How Debt-Asset Bubbles Implode: The Supernova Model of Financial Collapse
Charles Hugh Smith
OfTwoMinds.com
May 30, 2017
Gravity eventually overpowers financial fakery.
When debt-asset bubbles expand at rates far above the expansion of earnings and real-world productive wealth, their collapse is inevitable. The Supernova model of financial collapse is one way to understand this.
As I noted yesterday in Will the Crazy Global Debt Bubble Ever End?, I’ve used the Supernova analogy for years, but didn’t properly explain why it illuminates the dynamics of financial bubbles imploding.
According to Wikipedia, “A supernova is an astronomical event that occurs during the last stellar evolutionary stages of a massive star’s life, whose dramatic and catastrophic destruction is marked by one final titanic explosion.”
A key feature of a pre-supernova super-massive star is its rapid expansion. As the star consumes its available fuel via nuclear fusion, the star’s outer layer expands. Once there is no longer enough fuel/fusion to resist the force of gravity, the star implodes as gravity takes over.

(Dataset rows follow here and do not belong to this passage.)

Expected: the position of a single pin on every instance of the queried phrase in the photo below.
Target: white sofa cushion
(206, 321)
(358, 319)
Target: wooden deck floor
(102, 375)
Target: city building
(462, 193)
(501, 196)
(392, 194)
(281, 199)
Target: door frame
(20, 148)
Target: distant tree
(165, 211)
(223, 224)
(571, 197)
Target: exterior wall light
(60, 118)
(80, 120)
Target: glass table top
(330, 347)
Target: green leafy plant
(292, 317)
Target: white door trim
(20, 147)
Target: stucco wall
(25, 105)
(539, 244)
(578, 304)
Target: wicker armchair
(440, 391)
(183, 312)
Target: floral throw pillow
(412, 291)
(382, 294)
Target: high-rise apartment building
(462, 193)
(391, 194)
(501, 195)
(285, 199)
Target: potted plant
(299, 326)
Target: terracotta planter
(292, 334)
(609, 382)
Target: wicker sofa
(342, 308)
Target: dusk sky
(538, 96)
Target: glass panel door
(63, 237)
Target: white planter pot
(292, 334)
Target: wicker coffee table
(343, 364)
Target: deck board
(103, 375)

This collapse ejects much of the outer layers of the star in an event of unprecedented violence.
The financial analogy is easy to see: when rapidly expanding debt consumes a critical threshold of earnings (fuel), the equivalent of gravity (default, inability to service the enormous debt) triggers the collapse of the entire debt/leverage-dependent financial system.
As I explained yesterday, if earnings stagnate or decline while debt races higher, eventually earnings are insufficient to service the debt and default is inevitable. The other problem that arises as more and more of earned income goes to debt service is that there is less and less disposable income left to support consumer spending–the lifeblood of economies worldwide.

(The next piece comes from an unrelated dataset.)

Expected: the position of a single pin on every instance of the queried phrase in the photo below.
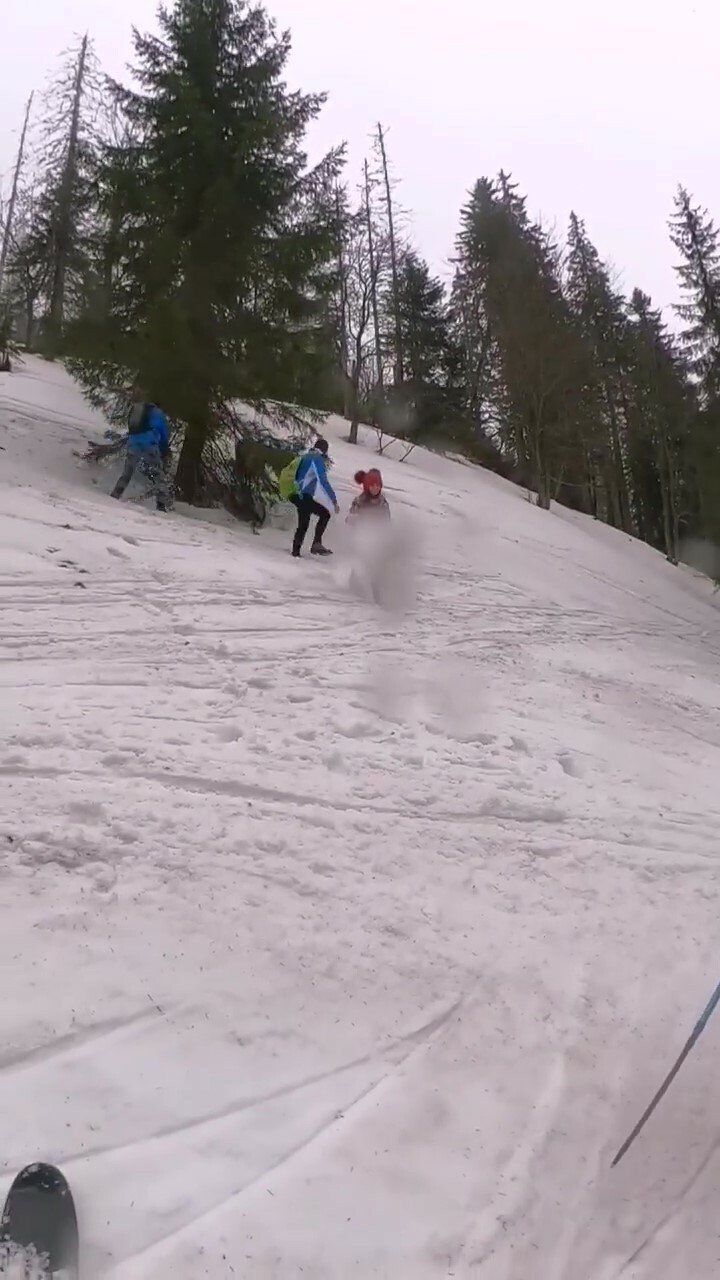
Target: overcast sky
(595, 105)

Once debt service absorbs a significant chunk of household earnings, recession is the inevitable result as spending collapses once more debt cannot be loaded on households. In other words, debt is limited by earnings. If earnings decline, or fall far behind the expansion of debt, eventually borrowers can no longer borrow more, or refuse to borrow more.
At that point, consumer spending falls and recession generates a self-reinforcing cycle of declining sales, profits, employment and wages. Recession further reduces the ability and appetite for more debt, and this acts as “gravity” in the super-massive debt-star.
Financial supernova collapse has two pathways which we call deflationary and inflationary. But the key point here is these are simply different pathways to the same result: the collapse of the financial system.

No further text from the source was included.